Fifty miles more of happy, lazy, carefree loafing along the trail, and they left the straggling village of Caldwell on the right, just at the Kansas line. Nabours would not let his men go into town, but headed twenty miles to the westward across the grasslands of lower Kansas, making for the crossing of the Arkansas which Chisholm had established with his wagons.
Heretofore the advance had been happily and singularly free from annoyance at the hands of the Indian tribes whose great domain had been crossed. When well over the Kansas line, however, they were caught up by a little band of Osages who had followed along their trail, ignoring reservation limits for reasons of their own. In stature they were gigantic men, their heads partly shaved, leaving a high roach of dense, stiff hair after the traditional Osage custom. They were painted bravely enough in red and ocher, and all were armed with fine buffalo bows of bois d’arc. Their leader and his band seemed friendly enough and disposed to parley. Not caring for such hangers-on, Nabours and a few other men stopped for a conference. The chief began with a request soon to become usual along the trail.

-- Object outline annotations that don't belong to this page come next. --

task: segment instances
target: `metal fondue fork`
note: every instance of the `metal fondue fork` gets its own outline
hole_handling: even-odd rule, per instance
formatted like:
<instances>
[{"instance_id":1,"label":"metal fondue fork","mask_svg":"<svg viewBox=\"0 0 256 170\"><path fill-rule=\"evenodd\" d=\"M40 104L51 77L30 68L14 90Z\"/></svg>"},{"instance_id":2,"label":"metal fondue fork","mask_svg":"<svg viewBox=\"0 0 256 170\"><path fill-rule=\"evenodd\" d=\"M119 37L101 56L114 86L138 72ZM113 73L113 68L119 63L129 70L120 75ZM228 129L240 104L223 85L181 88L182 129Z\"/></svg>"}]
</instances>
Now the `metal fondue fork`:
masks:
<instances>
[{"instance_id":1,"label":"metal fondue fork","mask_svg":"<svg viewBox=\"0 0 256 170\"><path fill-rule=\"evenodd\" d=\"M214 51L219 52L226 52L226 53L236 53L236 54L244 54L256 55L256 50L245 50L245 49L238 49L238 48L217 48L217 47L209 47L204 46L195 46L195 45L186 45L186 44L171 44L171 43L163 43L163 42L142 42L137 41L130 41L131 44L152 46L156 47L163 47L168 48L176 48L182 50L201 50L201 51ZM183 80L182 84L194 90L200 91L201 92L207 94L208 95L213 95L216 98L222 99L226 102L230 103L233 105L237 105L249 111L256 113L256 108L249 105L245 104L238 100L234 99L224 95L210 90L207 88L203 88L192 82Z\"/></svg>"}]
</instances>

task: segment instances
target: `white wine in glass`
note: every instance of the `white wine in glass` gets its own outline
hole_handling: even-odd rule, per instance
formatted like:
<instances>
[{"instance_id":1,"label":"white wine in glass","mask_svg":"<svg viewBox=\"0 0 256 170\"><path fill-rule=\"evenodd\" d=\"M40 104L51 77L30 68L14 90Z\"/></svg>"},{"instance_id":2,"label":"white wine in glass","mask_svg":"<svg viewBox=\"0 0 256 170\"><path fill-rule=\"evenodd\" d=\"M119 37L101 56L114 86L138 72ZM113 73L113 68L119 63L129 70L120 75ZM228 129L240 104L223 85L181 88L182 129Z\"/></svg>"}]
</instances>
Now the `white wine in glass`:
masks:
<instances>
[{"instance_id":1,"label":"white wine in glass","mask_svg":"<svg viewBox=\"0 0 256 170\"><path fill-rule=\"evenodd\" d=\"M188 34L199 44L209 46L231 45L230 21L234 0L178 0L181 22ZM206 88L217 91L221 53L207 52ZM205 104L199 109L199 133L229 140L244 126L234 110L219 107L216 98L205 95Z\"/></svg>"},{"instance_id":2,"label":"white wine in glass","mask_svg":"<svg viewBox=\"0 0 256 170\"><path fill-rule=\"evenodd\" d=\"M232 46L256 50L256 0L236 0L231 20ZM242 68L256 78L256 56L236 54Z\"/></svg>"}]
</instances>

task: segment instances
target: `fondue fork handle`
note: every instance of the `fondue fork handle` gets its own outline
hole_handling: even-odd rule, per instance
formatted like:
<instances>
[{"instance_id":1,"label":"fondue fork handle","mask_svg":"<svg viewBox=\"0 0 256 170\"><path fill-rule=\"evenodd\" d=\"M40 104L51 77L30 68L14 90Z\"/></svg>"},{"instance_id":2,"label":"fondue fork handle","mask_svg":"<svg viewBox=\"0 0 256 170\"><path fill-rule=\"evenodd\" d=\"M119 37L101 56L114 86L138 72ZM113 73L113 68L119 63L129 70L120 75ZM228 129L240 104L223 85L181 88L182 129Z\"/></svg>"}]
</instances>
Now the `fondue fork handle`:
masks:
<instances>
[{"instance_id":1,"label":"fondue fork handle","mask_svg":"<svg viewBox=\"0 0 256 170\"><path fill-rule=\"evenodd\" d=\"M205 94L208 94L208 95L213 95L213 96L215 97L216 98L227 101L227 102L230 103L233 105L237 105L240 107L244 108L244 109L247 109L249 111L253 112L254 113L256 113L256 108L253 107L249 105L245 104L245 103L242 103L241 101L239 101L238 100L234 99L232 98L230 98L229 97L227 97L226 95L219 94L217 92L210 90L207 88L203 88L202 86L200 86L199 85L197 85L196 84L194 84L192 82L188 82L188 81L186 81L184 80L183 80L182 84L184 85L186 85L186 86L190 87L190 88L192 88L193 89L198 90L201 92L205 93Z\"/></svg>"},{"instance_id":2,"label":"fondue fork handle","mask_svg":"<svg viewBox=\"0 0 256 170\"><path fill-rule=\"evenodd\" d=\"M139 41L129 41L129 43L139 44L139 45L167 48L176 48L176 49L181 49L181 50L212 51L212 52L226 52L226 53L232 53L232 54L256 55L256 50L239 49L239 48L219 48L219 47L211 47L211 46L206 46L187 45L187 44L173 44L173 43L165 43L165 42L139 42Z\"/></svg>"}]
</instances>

“You got plenty wohaw,” he began. “This Injun country. You give wohaw.”
He held up all the fingers of his hand.
“Give you ten cows?” exclaimed Jim Nabours. “I ain’t give a cow to nobody all the way up the trail, and I won’t give one to you. You go on back.”
“Good Injun!” said the leader of the Osages. He handed out a folded piece of paper. “Caldwell. Him send.”
He was a message bearer. Nabours took the letter.
“Why, this is from Dan McMasters!” said he. “Five days ago he was in Caldwell. Says he has gone on now to Wichita,” explaining to McCoyne and the others. “He may be at Aberlene by the time we get there.”